Highlights & Insights¶
- The task-driven representation selection paradigm is highly pragmatic—different tasks genuinely require different granularities of spatial perception.
- Strong extensibility: New tools can be integrated by registering only a few parameters in a configuration file.
- Zero-training deployment: The system relies entirely on combinations of pretrained models, making it well-suited for rapid prototyping.
- Design philosophy of CoG: Decomposing complex one-shot VLM reasoning into four chained stages significantly reduces the risk of hallucination.
Limitations & Future Work¶
- Spatial representation tracking remains the primary bottleneck, as existing tools lack continuous tracking capability.
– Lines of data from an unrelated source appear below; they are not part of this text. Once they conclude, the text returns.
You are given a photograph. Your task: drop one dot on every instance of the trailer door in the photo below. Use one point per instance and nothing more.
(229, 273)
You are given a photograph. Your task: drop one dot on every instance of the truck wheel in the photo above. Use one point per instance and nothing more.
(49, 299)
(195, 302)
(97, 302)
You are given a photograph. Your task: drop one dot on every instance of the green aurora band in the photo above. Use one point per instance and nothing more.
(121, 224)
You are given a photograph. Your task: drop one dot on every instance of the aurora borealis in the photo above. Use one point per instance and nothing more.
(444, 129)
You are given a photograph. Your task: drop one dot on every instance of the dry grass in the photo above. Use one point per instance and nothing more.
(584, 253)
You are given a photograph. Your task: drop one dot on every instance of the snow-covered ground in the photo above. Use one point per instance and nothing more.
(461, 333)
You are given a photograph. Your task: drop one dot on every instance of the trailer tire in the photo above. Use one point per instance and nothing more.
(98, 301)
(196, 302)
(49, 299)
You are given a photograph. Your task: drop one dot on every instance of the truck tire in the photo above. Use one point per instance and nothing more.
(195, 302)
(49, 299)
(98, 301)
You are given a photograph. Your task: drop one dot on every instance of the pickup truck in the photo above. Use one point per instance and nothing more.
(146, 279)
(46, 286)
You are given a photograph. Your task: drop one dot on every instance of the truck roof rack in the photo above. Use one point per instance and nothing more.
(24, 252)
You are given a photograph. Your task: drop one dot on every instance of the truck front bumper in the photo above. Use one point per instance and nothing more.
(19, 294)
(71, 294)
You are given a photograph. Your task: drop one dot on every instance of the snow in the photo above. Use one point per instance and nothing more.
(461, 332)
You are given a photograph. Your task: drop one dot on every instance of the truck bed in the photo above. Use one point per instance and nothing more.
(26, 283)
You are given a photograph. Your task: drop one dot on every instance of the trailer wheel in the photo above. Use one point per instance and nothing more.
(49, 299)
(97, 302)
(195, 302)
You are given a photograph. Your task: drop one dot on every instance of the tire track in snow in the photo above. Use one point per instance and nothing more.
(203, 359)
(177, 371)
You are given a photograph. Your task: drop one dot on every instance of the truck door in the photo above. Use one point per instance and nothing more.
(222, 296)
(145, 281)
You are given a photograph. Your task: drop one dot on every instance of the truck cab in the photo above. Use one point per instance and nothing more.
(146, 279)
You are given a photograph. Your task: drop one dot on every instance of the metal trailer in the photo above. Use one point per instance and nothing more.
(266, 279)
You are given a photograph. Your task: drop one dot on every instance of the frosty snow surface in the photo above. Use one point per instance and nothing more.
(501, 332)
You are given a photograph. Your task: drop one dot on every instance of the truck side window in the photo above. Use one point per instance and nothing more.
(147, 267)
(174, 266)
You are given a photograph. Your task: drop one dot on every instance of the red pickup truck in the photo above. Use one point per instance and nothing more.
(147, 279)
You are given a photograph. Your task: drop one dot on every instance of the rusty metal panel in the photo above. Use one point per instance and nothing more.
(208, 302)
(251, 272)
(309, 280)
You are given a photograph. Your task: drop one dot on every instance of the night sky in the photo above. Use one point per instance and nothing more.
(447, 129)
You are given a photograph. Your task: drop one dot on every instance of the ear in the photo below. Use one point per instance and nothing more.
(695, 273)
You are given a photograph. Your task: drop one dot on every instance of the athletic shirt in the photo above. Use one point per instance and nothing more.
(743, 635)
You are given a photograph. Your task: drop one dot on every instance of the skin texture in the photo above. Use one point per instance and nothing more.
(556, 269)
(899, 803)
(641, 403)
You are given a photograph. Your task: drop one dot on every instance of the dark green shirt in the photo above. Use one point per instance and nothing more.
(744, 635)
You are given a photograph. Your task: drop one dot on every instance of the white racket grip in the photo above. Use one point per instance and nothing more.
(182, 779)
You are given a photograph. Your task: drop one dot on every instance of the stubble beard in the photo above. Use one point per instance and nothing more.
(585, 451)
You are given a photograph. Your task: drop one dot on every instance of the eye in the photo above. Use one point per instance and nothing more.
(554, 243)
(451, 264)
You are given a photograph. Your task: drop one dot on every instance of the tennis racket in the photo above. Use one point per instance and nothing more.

- Success rates on complex multi-stage tasks (e.g., Mixed setup) remain low (2/10).
- The system is highly dependent on VLM reasoning quality (GPT-4.1); weaker VLMs lead to erroneous constraint generation.
- Experiments are conducted solely in tabletop manipulation settings; more complex scenarios such as mobile manipulation are not evaluated.
- Processing time is substantial (>200 s for complex tasks), making real-time deployment infeasible.
Related Work & Insights¶
- Complementary to works such as ReKep: ReKep uses fixed keypoints, whereas T-Rex's Toolkit can incorporate ReKep as one of its tools.
- The chain-of-reasoning philosophy underlying CoG is analogous to Chain-of-Thought, but is specifically designed for the grounding process in robotic manipulation.
- The open registration framework of the Toolkit may inspire other applications that require the composition of multiple visual tools.
Rating¶
- Novelty: ⭐⭐⭐⭐ The task-adaptive representation extraction idea is original; CoG is well-motivated.
- Experimental Thoroughness: ⭐⭐⭐⭐ 15 real-world tasks + ablations + error analysis constitute a comprehensive evaluation.
- Writing Quality: ⭐⭐⭐⭐ Clear structure, complete formal definitions, and intuitive illustrations.
- Value: ⭐⭐⭐⭐ Provides a practical engineering solution for VLM-driven robotic systems.